Emily Thomas, the project co-ordinator of Gift of the Givers Foundation, said they were hopeful that house would be turned into a home. "With this house, we want to say to the Mosweu family that as a country, we were crying with them at the time of their son’s death, and that we hope that house will bring them joy and special memories," she said.

"We are giving this house to you mama Mosweu and hope you will turn it into a home."

Matlhomola's father Sakkie Dingake expressed displeasure at how the house issue was handled. He was a reluctant participant in the handing over ceremony. 

On arrival he occupied the back seat in the VIP tent, and refuse to join other family members in front, stating he was not invited to the ceremony. 

Dingake felt he was not consulted and was also not formally invited to the handing over of the house. Dingake and Mosweu do not live in the same house in Scotland.
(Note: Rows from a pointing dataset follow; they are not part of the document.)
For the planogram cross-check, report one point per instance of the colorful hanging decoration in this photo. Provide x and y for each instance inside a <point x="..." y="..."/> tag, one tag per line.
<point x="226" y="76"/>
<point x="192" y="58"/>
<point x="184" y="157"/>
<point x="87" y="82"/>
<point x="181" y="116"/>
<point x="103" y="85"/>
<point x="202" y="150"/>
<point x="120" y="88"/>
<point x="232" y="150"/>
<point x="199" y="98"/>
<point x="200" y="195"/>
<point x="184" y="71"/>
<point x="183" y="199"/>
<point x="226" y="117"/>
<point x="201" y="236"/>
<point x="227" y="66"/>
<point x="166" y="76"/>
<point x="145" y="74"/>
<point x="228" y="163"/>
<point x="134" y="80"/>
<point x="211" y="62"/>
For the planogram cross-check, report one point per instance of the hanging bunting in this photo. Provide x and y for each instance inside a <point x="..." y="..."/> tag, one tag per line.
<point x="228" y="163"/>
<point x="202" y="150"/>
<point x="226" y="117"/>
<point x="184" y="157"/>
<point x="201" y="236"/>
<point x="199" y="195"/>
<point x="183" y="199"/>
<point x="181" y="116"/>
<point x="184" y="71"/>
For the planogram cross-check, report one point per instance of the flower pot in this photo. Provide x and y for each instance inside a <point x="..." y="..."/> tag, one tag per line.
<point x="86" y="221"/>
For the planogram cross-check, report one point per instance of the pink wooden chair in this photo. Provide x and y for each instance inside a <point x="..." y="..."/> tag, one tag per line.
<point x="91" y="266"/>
He felt the house should have been built in Scotland not in town near white people, whom he said would still accuse his children of stealing from them.

Murdered Coligny teenager Matlhomola Mosweu's father Sakkie Dingake was a reluctant participant at the handing over ceremony of a house to his family. Picture: Photo: Molaole Montsho

According to the free encyclopedia, Wikipedia, Coligny was originally named Treurfontein  an Afrikaans word for spring of sadness or sorrow. It was renamed Coligny when it became a town on July 23 1923, after Gaspard de Coligny, a Huguenot leader who died in the Massacre of St Bartholomew in 1572.
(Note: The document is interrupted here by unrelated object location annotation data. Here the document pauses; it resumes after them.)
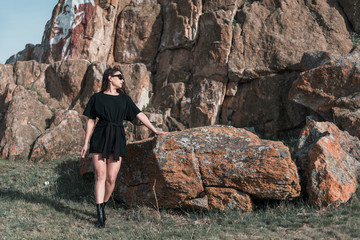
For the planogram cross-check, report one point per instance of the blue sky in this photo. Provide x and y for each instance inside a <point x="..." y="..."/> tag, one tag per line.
<point x="22" y="22"/>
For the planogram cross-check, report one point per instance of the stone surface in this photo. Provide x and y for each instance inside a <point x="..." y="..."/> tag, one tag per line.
<point x="6" y="76"/>
<point x="331" y="90"/>
<point x="29" y="53"/>
<point x="227" y="198"/>
<point x="207" y="97"/>
<point x="25" y="119"/>
<point x="81" y="29"/>
<point x="92" y="84"/>
<point x="263" y="104"/>
<point x="137" y="83"/>
<point x="351" y="9"/>
<point x="69" y="77"/>
<point x="181" y="25"/>
<point x="64" y="138"/>
<point x="138" y="32"/>
<point x="273" y="35"/>
<point x="181" y="165"/>
<point x="329" y="159"/>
It was a sad day for the black community when Matlhomola died and a sad day for the white community when Doorewaard and Schutter were sentenced to a lengthy jail term for his murder. 

Despite the sadness both communities experienced, there is a house to bring hope and unity,  a beacon of reconciliation.

School principal Stan Mynakama told the North West High Court that the black and white communities of Coligny need each other and all must play a role towards unity. 

He said Coligny was like a piano, to hear a harmonised melody you must play both black and white keys. " We alll have a role to play. I will bring my part and you should bring your part too. South Africa needs everyone. 

"It is like a piano when you play the black pieces only, you will not hear the melody; when you play the white pieces only, you do not hear the melody; but when you play the black and white pieces together you will hear the melody,"  he testified in court during mitigation and aggravation of sentence.